Mother nature has not been kind to Amtrak over the past two weeks. First ice storms knocked out signals and forced suspension of rail service for several days on the Empire Corridor and Downeaster route. Then major snowstorms in the Pacific Northwest disrupted operations of the Empire Builder, Coast Starlight and Cascade Corridor.
But these pale in comparison to what happened to passengers aboard Sunday's Pere Marquette train from Chicago to Grand Rapids. The Grand Rapids Press reports the train reached its destination 12 hours late on account of the weather and railroad work rules. Keep in mind the 176-mile run normally takes four hours.
The ill-fated run encountered several delays outside Chicago and slogged into Holland, MI, at 5:30 a.m., down 7:10. The train departed for Grand Rapids, 25 miles away, but came to a stop one mile away because the crew had reached its hours of service limit. It would take three hours to get a relief crew and the train finally reached Grand Rapids at 10 a.m.
The pitiful performance begs a lot of questions, among them why did the train leave Holland when the crew knew it could reach Grand Rapids before clocking off?
So far the traveling public isn't abandoning Amtrak for the highways on account of cheaper gas, however, it remains to be seen whether it will tolerate this kind of performance. Lengthy service disruptions during winter storms have become commonplace. What happened aboard the Pere Marquette brings to mind what happened a few years ago when JetBlue's operations at New York's JFK Airport were fouled during a February storm. Founder and CEO David Neeleman knows all too well: He got canned.
At one time rail was considered the all-weather alternative. Trains managed to get through in the face of all kinds of weather conditions.
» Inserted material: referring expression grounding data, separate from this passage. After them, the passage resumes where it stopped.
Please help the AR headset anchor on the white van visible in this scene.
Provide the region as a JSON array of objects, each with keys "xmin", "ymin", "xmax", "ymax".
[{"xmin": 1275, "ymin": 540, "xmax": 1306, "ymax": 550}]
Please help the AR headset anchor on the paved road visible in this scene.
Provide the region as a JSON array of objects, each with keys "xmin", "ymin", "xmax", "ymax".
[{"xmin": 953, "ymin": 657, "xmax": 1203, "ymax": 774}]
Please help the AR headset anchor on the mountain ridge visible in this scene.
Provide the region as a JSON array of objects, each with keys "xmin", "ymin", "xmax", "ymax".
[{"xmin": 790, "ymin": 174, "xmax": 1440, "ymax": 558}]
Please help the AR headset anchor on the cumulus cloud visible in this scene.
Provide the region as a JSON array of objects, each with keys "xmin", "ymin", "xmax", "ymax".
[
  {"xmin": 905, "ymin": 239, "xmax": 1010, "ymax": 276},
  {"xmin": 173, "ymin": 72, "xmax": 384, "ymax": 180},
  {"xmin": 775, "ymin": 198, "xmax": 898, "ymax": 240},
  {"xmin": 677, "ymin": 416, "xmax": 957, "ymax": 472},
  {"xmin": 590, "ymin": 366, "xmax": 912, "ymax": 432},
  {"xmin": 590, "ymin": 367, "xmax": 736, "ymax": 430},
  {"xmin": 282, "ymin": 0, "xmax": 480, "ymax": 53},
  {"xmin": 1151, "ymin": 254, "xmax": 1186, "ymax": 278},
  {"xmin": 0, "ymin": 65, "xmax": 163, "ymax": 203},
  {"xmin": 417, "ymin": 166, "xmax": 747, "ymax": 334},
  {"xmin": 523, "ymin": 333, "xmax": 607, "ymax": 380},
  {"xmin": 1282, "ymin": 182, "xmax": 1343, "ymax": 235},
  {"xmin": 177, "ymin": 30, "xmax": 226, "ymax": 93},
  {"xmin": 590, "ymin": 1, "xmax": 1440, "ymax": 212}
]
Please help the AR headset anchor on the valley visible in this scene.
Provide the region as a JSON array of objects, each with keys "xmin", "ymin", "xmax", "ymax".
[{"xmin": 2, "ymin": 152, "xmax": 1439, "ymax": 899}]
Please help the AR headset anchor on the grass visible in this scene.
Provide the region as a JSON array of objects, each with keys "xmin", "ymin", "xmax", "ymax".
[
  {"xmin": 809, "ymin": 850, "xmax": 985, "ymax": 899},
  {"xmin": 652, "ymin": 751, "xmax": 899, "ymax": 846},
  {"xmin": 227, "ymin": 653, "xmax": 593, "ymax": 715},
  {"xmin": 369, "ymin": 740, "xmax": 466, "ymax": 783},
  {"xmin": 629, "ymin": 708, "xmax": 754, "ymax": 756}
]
I recall a westbound trip to Chicago aboard the erstwhile Three Rivers through a blizzard in Ohio six years ago. We arrived in Chicago 40 minutes early! Unfortunately, my return trip aboard the Capitol Limited ran four hours late.
Amtrak needs to work with its host railroads to improve reliability. Hopefully it will earmark some of its increased funding toward that goal and can pick up additional funds through the economic stimulus plan being considered in Congress. The aim should be doing what's necessary to get trains out of terminals on time and maintained well enough to make it over the road without mechanical breakdowns.
And, when crews run the risk of outlawing (reach their hours of service limit), it needs procedures to assure passenger safety and comfort and to expedite getting crews to stranded trains.